Asymptotic directions exist locally where curvature is positive, negative, or changes sign.

The analysis links Bao--Ratiu equations to degenerate Monge-Ampère equations of different types.

The results complement known global non-existence theorems for surfaces with positive curvature.

Abstract

We are concerned with the existence of asymptotic directions for the group of volume-preserving diffeomorphisms of a closed 2-dimensional surface $(\Sigma,g)$ within the full diffeomorphism group, described by the Bao--Ratiu equations, a system of second-order PDEs introduced in [On a non-linear equation related to the geometry of the diffeomorphism group, Pacific J. Math. 158 (1993); On the geometric origin and the solvability of a degenerate Monge--Ampere equation, Proc.

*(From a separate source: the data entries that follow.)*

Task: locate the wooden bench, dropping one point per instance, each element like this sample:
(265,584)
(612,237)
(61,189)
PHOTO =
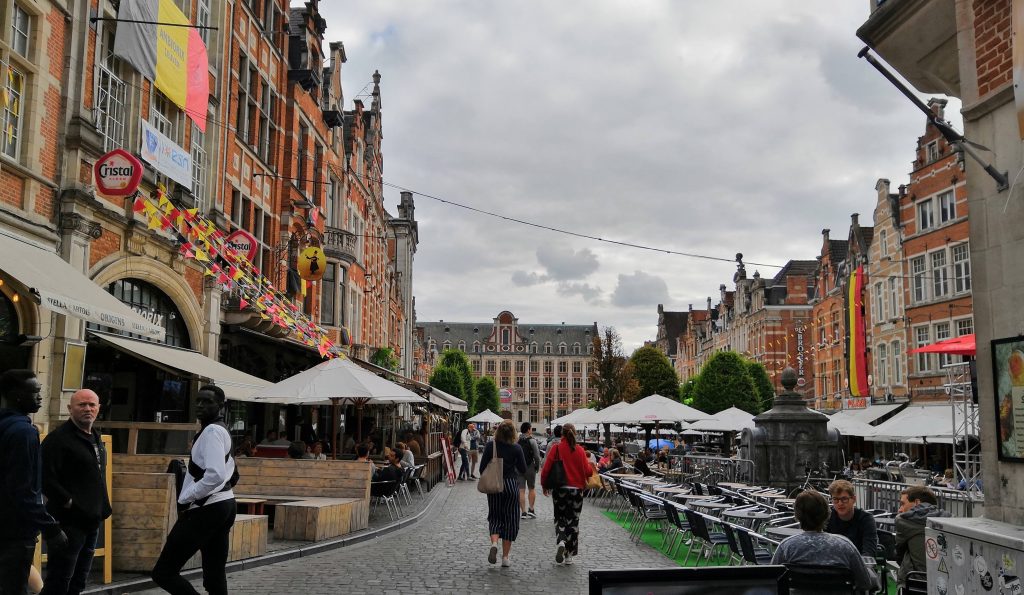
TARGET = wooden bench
(314,519)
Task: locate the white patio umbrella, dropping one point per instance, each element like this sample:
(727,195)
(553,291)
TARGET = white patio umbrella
(486,417)
(335,381)
(653,409)
(730,420)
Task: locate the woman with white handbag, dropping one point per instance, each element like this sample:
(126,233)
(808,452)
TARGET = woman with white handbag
(501,465)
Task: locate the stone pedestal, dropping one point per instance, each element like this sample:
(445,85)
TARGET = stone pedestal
(788,438)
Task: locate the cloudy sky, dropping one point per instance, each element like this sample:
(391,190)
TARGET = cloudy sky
(709,128)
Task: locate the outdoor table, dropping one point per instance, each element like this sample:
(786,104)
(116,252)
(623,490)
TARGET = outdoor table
(752,517)
(732,484)
(251,505)
(780,533)
(715,508)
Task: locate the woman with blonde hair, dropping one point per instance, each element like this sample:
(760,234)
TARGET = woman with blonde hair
(503,508)
(567,500)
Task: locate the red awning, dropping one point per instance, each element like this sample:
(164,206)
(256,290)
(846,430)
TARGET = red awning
(963,345)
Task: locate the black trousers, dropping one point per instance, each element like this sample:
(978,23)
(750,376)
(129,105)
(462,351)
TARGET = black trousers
(203,529)
(15,557)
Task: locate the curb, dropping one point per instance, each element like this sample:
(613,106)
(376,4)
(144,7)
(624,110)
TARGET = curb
(141,584)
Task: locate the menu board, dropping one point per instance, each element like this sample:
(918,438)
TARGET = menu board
(1008,375)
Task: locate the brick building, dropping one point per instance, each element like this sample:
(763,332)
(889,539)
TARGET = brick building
(544,368)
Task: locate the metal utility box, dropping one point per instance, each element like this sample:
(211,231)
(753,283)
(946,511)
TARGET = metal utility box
(974,555)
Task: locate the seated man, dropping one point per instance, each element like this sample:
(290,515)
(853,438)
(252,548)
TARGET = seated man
(852,522)
(815,548)
(916,504)
(393,470)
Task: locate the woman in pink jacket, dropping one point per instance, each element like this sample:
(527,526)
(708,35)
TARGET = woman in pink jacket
(568,499)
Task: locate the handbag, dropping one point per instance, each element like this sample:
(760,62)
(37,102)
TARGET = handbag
(556,474)
(493,478)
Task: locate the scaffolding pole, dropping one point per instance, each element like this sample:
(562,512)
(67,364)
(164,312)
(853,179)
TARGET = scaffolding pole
(967,430)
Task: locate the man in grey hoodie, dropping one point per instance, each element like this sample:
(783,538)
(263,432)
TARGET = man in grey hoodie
(916,504)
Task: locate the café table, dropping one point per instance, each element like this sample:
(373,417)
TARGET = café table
(748,518)
(780,533)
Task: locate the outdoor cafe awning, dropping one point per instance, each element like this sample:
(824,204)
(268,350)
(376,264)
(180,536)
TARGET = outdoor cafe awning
(61,289)
(237,384)
(921,422)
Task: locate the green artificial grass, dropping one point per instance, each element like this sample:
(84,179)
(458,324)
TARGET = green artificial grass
(652,537)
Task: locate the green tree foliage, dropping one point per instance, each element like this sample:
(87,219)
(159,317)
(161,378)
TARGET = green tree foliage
(610,373)
(686,391)
(450,380)
(766,392)
(458,360)
(724,382)
(654,373)
(486,395)
(386,358)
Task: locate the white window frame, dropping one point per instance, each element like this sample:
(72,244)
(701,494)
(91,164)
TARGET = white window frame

Symp. Pure Math. 54 (1993)]. It is known [The Bao--Ratiu equations on surfaces, Proc. R. Soc. Lond. A 449 (1995)] that asymptotic directions cannot exist globally on any $\Sigma$ with positive curvature. To complement this result, we prove that asymptotic directions always exist locally about a point $x_0 \in \Sigma$ in either of the following cases (where $K$ is the Gaussian curvature on $\Sigma$): (a), $K(x_0)>0$; (b) $K(x_0)<0$; or (c), $K$ changes sign cleanly at $x_0$, i.e., $K(x_0)=0$ and $\nabla K(x_0) \neq 0$. The key ingredient of the proof is the analysis following Han [On the isometric embedding of surfaces with Gauss curvature changing sign cleanly, Comm. Pure Appl. Math. 58 (2005)] of a degenerate Monge--Amp\`{e}re equation -- which is of the elliptic, hyperbolic, and mixed types in cases (a), (b), and (c), respectively -- locally equivalent to the Bao--Ratiu equations.